The diagram below shows a nearly completed construction of an equilateral triangle inscribed in ⨀A with a vertex at B. Complete the construction.

Part of the construction was done for you. Here are the steps to create this part of the construction.

Start with the objects in the diagram below.

• Draw the line through A and B.

• Draw a circle with radius AC centred at C.

• Mark the points where ⨀A and ⨀C intersect. Call them D and E.

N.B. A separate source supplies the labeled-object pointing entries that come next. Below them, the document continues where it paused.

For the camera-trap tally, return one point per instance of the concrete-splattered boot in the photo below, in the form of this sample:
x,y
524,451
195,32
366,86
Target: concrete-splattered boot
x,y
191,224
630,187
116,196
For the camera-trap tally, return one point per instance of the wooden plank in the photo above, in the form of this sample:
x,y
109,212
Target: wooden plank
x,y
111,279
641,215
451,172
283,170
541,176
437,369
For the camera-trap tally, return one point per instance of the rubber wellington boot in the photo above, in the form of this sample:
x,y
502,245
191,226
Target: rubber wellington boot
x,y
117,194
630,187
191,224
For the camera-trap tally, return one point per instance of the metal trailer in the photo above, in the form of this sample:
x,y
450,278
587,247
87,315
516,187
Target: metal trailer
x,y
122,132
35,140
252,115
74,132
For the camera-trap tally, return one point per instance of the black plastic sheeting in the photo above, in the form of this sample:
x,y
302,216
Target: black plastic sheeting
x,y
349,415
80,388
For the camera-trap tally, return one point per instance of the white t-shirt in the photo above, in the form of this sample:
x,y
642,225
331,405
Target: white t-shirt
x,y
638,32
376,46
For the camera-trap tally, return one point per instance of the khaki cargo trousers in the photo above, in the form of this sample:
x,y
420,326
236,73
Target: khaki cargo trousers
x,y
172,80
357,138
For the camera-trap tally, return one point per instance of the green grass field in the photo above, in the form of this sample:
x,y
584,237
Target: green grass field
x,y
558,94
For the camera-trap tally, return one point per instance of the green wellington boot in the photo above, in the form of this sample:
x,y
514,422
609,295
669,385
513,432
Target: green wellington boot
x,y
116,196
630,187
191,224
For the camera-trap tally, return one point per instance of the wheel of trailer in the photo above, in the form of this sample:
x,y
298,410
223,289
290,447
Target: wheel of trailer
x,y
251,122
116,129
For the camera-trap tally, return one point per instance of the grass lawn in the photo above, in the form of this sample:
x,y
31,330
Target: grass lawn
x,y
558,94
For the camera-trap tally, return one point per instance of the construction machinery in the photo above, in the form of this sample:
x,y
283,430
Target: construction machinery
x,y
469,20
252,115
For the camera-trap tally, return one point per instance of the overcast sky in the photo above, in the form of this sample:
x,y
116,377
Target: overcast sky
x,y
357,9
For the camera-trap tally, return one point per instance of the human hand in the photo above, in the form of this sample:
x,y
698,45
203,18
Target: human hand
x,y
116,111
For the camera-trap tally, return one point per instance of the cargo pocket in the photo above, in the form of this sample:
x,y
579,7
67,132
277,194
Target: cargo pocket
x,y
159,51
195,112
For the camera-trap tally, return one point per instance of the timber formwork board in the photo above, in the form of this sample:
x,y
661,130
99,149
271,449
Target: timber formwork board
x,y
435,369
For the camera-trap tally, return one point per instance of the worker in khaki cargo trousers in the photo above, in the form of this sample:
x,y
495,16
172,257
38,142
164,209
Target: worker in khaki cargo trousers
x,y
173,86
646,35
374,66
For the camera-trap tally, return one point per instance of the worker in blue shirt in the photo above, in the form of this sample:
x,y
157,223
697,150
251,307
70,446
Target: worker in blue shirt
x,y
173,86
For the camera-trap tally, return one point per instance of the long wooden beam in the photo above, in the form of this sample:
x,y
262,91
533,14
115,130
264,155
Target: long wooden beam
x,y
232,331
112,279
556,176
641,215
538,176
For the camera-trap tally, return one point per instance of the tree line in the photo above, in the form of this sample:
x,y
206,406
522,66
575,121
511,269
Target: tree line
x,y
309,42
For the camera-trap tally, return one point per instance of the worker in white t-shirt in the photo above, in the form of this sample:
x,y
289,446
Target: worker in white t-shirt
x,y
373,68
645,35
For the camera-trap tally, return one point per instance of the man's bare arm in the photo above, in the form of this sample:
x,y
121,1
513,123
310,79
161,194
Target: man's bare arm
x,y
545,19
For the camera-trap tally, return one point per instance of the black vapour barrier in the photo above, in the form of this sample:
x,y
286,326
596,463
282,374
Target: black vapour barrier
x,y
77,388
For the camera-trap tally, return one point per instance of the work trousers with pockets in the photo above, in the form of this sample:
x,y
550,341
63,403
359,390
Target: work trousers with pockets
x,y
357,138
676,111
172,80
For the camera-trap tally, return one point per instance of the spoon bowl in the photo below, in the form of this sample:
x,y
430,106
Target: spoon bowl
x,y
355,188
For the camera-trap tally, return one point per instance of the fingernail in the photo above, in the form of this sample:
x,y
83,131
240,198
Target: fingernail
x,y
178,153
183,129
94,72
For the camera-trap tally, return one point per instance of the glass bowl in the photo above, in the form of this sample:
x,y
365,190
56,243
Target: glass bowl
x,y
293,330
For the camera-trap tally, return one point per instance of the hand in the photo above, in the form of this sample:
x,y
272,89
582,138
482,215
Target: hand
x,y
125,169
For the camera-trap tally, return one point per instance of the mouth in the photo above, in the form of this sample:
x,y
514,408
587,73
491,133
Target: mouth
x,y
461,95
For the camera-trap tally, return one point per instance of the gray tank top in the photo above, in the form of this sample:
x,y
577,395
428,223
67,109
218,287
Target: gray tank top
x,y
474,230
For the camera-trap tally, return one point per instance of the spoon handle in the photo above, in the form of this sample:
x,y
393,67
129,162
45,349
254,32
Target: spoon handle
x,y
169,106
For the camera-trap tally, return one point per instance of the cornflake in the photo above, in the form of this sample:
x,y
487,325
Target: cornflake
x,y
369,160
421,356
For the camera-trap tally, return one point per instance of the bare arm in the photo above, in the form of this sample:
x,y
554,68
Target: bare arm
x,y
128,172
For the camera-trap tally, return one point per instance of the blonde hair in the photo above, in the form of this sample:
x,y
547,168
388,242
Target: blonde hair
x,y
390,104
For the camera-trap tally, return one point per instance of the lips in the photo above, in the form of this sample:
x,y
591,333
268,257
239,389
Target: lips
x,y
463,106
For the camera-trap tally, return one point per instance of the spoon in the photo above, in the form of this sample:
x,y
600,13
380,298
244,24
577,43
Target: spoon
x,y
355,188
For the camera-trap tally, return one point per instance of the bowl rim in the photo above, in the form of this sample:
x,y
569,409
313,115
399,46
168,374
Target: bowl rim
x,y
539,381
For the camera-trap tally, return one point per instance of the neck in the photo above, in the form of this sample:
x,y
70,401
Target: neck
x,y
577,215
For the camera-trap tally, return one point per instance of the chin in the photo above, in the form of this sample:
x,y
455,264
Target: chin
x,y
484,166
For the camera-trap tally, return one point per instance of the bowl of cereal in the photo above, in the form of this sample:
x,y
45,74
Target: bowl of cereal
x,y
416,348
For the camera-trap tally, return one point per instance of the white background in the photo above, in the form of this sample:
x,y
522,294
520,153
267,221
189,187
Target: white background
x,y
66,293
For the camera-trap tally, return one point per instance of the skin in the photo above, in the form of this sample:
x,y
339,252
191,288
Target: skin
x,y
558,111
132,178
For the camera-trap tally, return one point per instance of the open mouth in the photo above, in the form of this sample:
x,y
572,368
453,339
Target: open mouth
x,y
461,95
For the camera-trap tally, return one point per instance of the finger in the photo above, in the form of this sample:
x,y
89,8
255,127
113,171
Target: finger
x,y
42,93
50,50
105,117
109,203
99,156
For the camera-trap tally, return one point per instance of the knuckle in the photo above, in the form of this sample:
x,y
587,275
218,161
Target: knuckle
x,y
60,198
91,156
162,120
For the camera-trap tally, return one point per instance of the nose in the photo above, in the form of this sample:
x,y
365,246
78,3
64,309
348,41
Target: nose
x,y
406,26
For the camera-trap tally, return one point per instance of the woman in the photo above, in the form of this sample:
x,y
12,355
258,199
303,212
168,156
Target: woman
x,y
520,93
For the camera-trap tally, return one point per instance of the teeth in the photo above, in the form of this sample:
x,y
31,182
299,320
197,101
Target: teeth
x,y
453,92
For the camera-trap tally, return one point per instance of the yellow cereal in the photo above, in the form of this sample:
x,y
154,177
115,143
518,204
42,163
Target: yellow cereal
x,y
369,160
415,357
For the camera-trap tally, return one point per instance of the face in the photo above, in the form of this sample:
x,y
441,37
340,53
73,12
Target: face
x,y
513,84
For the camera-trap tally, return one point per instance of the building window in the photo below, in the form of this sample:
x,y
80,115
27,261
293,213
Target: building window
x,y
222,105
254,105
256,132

• Since C, D, and E are all on ⨀A, AC=AD=AE. Since A, D, and E are all on ⨀C, AC=CD=CE. This means that AC=AD=AE=CD=CE.

• So, △ACD and △ACE are congruent equilateral triangles.
• Draw the segment between B and D.

• Draw the segment between D and E.

• Complete the construction.
• To complete the construction of an equilateral triangle inscribed in ⨀A with a vertex at B, carry out the following step:
• Draw the segment between B and E.

• Since △ACD and △ACE are both equilateral, m∠CAD and m∠CAE are both 60°. So, the supplementary angles ∠BAD and ∠BAE are both 120°.

• Also, m∠DAE = m∠CAD + m∠CAE = 60° + 60° = 120°. Since the central angles ∠BAD, ∠BAE, and ∠DAE are all congruent, so are the corresponding chords BD, BE, and DE.

• So, △BDE is an equilateral triangle.